Доктор Гааз завещал: «Торопитесь делать добро!»
Был один законник, желавший искусить Господа. И он спросил у Него: «А кто мой ближний?», подразумевая под этим: кого же Ты велишь любить, как самого себя? И Спаситель рассказал ему притчу…
Шел странник из Иерусалима в Иерихон, и был на дороге схвачен разбойниками. Они сняли с него одежду (вероятно, единственное его достояние) и, изранив его, оставили на дороге едва живым.
Вслед за этим жестокосердием следует другое, быть может, еще худшее: идущие той же дорогой люди равнодушно проходят мимо лежащего, истекающего кровью человека. Прошел мимо священник. Левит (то есть человек из священнического рода, помогавший священнику при богослужении) поступил еще хуже: подошел, посмотрел, полюбопытствовал, как страдает и умирает человек, и пошел своей дорогой. В лице этих двух людей мимо израненного человека прошло как бы все ветхозаветное человечество. Одна половина этого человечества ранила его и бросила умирать на дороге, другая прошла равнодушно мимо его страданий.
Проезжал тем же путем какой-то самарянин (полуязычник, само наименование этого народа было у древних иудеев бранным и презрительным словом) и, увидев на дороге окровавленного человека, сжалился над ним. Вот и все, что произошло: один человек пожалел другого! Свершилось настоящее чудо, через которое самый грешный и слабый из нас может соделаться сопричастником Божественной правды и славы.
Подойдя к лежащему на дороге раненому, самарянин тотчас «перевязал ему раны, возливая масло и вино; и, посадив его на своего осла, привёз его в гостиницу и позаботился о нём» (Лк. 10:34). После этого милосердный самарянин мог бы уехать с чистой совестью. Но нет! «На другой день, отъезжая, вынул два динария, дал содержателю гостиницы и сказал ему: позаботься о нем». Казалось бы, теперь уже все сделано им. Но совесть этого святого человека продолжает быть неудовлетворенной: он обращается к хозяину гостиницы и говорит ему: «и если издержишь что более, я, когда возвращусь, отдам тебе» (Лк. 10: 35).
Так говорит Евангелие.
В Москве стояла тяжелая июльская жара. Только рассвело. На Воробьевых горах, против Девичьего поля, откуда в погожий, ясный день видна вся Первопрестольная со многими церковными главами, башнями и особняками, уже проснулись. В окруженных глухим забором, длинных, с зарешеченными окнами бараках пересыльной тюрьмы шла начавшаяся с четырех часов утра усиленная работа сдачи и приемки отправляемых арестантов. В отправлявшейся партии было 80 человек, мужчин и женщин. 28 из них шли в пожизненную каторгу. Всех надо было проверить по статейным спискам и передать конвойным. Арестанты, волоча закованные ноги, в блинообразных шапках на обритых головах, в одинаковых серых штанах и халатах с тузами на спинах по одному подходили к столу, за которым восседало тюремное начальство и конвойный офицер с писарем, и отмечались.

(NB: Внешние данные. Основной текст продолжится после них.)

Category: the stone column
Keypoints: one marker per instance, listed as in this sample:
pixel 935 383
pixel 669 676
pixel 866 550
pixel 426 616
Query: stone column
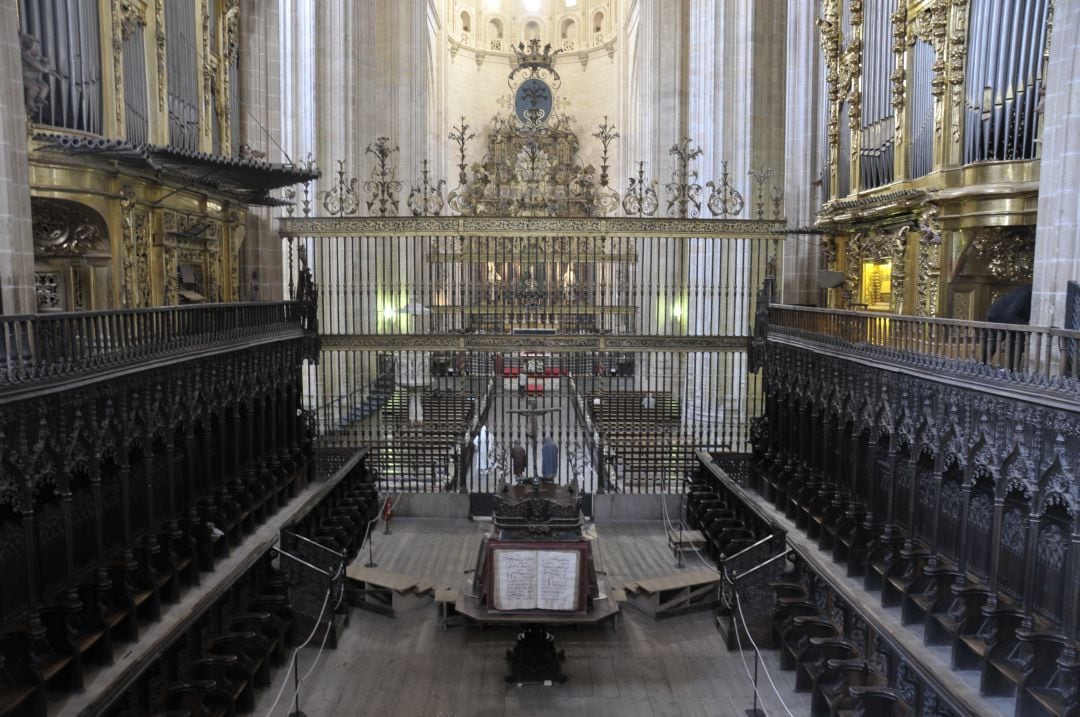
pixel 16 246
pixel 260 127
pixel 1057 248
pixel 801 144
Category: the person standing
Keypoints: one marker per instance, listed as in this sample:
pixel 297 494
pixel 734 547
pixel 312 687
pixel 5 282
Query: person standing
pixel 549 459
pixel 517 459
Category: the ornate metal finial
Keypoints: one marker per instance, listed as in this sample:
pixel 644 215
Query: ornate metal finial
pixel 777 195
pixel 342 200
pixel 684 192
pixel 383 185
pixel 426 199
pixel 760 177
pixel 535 58
pixel 640 199
pixel 289 193
pixel 725 200
pixel 460 199
pixel 607 199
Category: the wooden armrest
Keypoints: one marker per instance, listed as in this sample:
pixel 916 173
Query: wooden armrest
pixel 833 641
pixel 851 664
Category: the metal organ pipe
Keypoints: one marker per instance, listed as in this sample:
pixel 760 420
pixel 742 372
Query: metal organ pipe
pixel 1008 39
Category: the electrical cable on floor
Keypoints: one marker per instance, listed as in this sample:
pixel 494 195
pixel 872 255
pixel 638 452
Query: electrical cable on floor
pixel 292 662
pixel 746 666
pixel 322 646
pixel 751 638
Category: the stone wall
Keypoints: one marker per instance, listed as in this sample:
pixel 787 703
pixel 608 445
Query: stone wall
pixel 16 243
pixel 1057 234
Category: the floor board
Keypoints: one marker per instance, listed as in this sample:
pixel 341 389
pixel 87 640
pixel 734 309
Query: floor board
pixel 409 665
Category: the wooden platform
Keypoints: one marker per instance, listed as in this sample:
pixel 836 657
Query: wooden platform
pixel 410 666
pixel 675 594
pixel 686 540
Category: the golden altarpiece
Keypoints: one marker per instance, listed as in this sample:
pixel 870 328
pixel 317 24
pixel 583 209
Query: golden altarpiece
pixel 139 180
pixel 930 172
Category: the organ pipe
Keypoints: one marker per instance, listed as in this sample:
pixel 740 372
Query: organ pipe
pixel 1003 79
pixel 878 139
pixel 67 35
pixel 183 73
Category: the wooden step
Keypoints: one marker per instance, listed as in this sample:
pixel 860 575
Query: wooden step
pixel 387 592
pixel 675 594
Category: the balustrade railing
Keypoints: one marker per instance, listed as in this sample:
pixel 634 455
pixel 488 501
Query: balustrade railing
pixel 1041 352
pixel 40 347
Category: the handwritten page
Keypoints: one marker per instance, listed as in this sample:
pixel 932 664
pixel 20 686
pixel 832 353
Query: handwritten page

Снаружи острога, у ворот, стояли, как обычно, часовой с ружьем, десятка два ломовых под вещи арестантов и кучка родных и зевак, дожидавшихся выхода партии. К воротам подъехала обшарпанная, видавшая виды пролетка. Кучер в потрепанном кафтане погонял двух облезлых разномастных кляч. За ним сидел укрытый до пояса потрескавшейся кожаной полостью высокий, широколицый, коротко стриженный старик. Солдаты беспрекословно распахнули ворота, и пролетка въехала внутрь. Старик внимательно оглядывал двор большими, очень выпуклыми глазами, светло-голубыми, по-детски блестящими.
– Здравствуйте, Федор Петрович! Доброго здоровья, доктор! – доносилось со всех сторон.
Доктор кивал направо и налево в ответ на приветствия и поклоны, приподнимая суконную фуражку с кожаным козырьком. Откинув полость, под которой громоздились корзины и коробки, он легко, не по-стариковски, сошел с пролетки.
– Послюшая, милый мальшик, и ты, братес, и ты, братес! – с сильным акцентом обратился он к конвойным. – Берите корсины, берите ящики, несите за мной, куда я пойду. Будем давать гостинцы. Где есть староста? Ага, здравствуй, здравствуй, братес, старый знакомес. Расскажи, кто есть сильно усталый. Никто не плакал? Никто не жалелся? Это карашо!
Солдаты перетаскивали из пролетки в коридор барака узлы с калачами, корзины с морковью, репой, огурцами и даже с необычными в такой обстановке лакомствами – грецкими орехами, пряниками, апельсинами и яблоками для женщин-арестанток.
Началась перекличка. Арестанты стали строиться, креститься на храм. Некоторые кланялись до земли, потом подходили к доктору, целовали ему руки и благодарили за все доброе, сделанное им. Он прощался с каждым, некоторых целуя, давая каждому совет и произнося ободряющие слова.
Солдаты брякнули ружьями, и партия тронулась, подымая пыль связанными цепями ногами. Так начинался их путь в Сибирь по печально знаменитой Владимирке.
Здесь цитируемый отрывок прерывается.